Medical services: patient
Since the costs do not play a role in the use of medical services, there is a risk that patients will request too many services, even those that are of very little or no use. The resulting costs are borne by the general public and make the overall system more expensive. In this case, the term ex-post moral hazard is used in health economics.
Medical services: doctor
The moral risk also occurs with the practitioner, e.g. B. the doctors: Because the costs of the treatment are not paid by the patient directly, but by his insurance, the practitioner is tempted to carry out unnecessary and / or too expensive treatments.
In the case of debts, there is a risk that debtors will become highly indebted assuming future debt relief ( debtor moral hazard ); Likewise, creditors who do not participate in debt relief could use the financial leeway created by debt relief to grant further credit ( creditor moral hazard ). Overall, debt relief offers debtors high incentives not to improve their economic performance.
The term shirking deals with the problem that employees reduce their performance because employers can only imperfectly control performance. This reduces the risk of sanctions for employees that should be associated with a reduction in performance. Performance bonuses or piecework can motivate workers to perform better.
A recipient of social benefits ( Hartz IV , unemployment or disability benefits ) is punished for accepting precarious work if the social benefits are first reduced through (modest) economic advancement and in the event of need again (e.g. unemployment , illness or accident ) the income from wage labor falls earlier than the social benefit support is reactivated. By waiting for various deadlines, the total income, including social benefits, can be lower in the case of temporary gainful employment than in the case of continuous receipt. The conflict can be defused by calculating social benefits on a long-term basis (with different assessments of the cases of new withdrawals or re-withdrawals) as well as a quick and uncomplicated procedure for reactivating social benefits.
Drivers drive more recklessly after taking out insurance because any damage would be covered by the insurance. In the worst case, damage is intentionally caused by car bums . This also applies to all property and life insurance . One possible solution is a high deductible or deductible, which reduces the risk for the insurance company, but also reduces the protection provided by the insurance for the policyholder ( conflicting objectives ).
In the event of economic crises in individual states or large companies of systemic importance , the international institutions and the large industrialized countries are forced to step in with rescue operations so that the individual state or large companies do not carry the entire economy with them through contagion - actors such as the central banks play the role of the Lender of last resort . This can lead to risky behavior by individual governments and large corporations who trust that they will need help if necessary. When companies pool losses, but can skim off profits themselves and are thus motivated to risky behavior, one can also speak of the risk incentive problem .
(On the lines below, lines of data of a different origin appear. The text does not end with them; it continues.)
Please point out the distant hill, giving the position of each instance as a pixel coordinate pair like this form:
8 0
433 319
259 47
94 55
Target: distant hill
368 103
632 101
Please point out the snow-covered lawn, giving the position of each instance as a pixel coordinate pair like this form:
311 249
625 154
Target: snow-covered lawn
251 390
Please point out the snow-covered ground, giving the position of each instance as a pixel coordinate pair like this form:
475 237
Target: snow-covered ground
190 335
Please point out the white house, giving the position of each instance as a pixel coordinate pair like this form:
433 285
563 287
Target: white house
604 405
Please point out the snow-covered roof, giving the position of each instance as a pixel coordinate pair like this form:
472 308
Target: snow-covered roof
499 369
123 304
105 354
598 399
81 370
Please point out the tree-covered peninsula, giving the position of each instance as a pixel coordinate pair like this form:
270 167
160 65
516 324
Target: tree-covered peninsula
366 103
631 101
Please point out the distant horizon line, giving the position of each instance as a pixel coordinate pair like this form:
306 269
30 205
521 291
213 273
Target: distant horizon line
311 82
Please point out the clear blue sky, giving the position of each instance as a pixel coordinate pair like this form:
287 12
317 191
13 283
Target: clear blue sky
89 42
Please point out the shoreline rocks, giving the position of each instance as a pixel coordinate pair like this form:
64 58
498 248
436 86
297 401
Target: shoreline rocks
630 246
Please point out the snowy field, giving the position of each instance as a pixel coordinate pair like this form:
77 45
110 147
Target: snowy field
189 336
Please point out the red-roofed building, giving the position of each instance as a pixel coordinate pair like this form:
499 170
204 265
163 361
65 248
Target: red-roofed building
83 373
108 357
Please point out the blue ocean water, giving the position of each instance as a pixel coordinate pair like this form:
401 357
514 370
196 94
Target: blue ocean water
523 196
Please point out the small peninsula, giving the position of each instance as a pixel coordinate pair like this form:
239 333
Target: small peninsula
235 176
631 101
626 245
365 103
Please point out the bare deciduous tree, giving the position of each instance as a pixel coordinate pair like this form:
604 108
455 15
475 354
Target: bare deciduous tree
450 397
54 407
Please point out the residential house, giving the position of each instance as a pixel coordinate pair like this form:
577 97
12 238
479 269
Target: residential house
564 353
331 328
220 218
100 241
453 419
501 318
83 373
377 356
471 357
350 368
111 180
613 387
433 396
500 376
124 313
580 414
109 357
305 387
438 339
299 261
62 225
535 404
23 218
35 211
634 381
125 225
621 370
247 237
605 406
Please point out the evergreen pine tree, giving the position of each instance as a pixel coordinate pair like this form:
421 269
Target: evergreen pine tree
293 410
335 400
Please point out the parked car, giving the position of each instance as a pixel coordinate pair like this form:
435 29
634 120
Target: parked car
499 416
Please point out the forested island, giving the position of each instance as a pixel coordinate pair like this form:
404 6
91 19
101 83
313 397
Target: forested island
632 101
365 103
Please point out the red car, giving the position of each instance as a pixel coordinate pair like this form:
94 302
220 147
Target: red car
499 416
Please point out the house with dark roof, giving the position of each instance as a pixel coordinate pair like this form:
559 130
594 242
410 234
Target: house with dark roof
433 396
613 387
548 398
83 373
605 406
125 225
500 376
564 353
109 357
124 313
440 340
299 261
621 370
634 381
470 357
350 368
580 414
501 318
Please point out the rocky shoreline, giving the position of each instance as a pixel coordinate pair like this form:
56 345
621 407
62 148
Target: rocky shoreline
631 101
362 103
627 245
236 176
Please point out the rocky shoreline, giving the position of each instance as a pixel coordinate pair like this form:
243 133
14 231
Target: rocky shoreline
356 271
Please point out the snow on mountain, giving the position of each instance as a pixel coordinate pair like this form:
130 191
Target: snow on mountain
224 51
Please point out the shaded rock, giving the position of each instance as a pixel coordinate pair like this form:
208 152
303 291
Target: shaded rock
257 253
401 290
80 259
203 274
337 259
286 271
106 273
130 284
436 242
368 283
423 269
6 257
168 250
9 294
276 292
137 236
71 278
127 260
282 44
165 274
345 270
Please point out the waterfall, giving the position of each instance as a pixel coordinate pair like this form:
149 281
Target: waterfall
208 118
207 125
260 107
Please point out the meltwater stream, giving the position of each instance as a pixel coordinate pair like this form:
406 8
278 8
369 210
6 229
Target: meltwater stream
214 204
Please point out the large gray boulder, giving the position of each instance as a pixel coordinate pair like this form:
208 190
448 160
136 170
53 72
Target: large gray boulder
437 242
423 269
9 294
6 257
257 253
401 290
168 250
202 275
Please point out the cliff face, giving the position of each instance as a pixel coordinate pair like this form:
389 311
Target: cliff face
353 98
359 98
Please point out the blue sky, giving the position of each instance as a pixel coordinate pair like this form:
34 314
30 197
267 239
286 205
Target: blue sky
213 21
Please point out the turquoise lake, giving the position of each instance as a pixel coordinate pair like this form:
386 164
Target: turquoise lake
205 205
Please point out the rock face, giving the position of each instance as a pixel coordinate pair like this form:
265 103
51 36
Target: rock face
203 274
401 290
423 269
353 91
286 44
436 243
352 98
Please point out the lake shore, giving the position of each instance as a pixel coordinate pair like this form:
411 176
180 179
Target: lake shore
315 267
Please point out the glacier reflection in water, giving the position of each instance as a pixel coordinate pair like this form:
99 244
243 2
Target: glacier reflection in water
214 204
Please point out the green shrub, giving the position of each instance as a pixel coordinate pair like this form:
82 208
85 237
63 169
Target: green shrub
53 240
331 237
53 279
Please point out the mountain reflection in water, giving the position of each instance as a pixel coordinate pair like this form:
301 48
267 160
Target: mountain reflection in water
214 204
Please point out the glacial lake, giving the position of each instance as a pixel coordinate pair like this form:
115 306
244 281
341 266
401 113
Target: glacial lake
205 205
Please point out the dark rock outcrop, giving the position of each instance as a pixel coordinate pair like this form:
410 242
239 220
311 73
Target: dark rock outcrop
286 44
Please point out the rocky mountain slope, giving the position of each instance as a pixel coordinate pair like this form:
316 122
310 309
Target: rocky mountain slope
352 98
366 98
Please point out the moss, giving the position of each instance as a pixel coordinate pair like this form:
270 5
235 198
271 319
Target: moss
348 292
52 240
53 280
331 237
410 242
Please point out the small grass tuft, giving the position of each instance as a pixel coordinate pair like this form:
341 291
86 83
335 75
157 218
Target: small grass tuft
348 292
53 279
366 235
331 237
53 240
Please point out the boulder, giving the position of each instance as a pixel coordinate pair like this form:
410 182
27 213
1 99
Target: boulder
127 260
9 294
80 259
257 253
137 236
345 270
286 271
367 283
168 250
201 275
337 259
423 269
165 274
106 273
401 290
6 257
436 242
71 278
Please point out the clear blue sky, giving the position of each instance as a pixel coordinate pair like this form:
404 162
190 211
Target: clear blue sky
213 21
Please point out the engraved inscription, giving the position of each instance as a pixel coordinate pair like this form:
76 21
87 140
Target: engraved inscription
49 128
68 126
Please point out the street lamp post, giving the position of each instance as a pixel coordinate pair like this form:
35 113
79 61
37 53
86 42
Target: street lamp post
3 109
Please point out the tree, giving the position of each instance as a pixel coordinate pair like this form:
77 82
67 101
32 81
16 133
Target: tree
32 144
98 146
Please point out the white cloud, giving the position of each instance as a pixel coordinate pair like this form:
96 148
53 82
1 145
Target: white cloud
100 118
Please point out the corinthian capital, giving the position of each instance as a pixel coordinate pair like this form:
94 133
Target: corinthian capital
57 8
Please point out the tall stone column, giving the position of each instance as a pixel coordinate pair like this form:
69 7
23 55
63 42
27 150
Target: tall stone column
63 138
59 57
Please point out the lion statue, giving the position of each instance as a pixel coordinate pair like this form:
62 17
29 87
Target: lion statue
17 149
As a moral-philosophical theorem of liberalism and neoliberalism to explain the phenomena of economic crisis, moral risk is based on the ethical notion of the “badness of man”, which in extreme form leads to an “ ontologization of rule in the sense of an end of history”.
- Mankiw: Fundamentals of Economics. Volume 631 (continuing)
- Malcolm Gladwell: The Moral Hazard Myth.
- Arnold Picot: The limitless enterprise. Th. Gabler GmbH, Wiesbaden 2003.
- Arnold Picot: Organization - an economic perspective. 2005
- Hermann May, Hans-Jürgen Albers: Handbook for economic education. P. 438
- On the moral hazard involved in rescue operations by the central banks, cf. Gerhard Illing: The liquidity crisis looks darker in the United States than in Europe. FAZ , August 16, 2007, p. 19
- Hartmut Ihne / Jürgen Wilhelm, Introduction to Development Policy , 2013, p. 99
- Holger Schatz: work as rule. The crisis of the achievement principle and its neoliberal reconstruction. Münster 2004, page 252ff.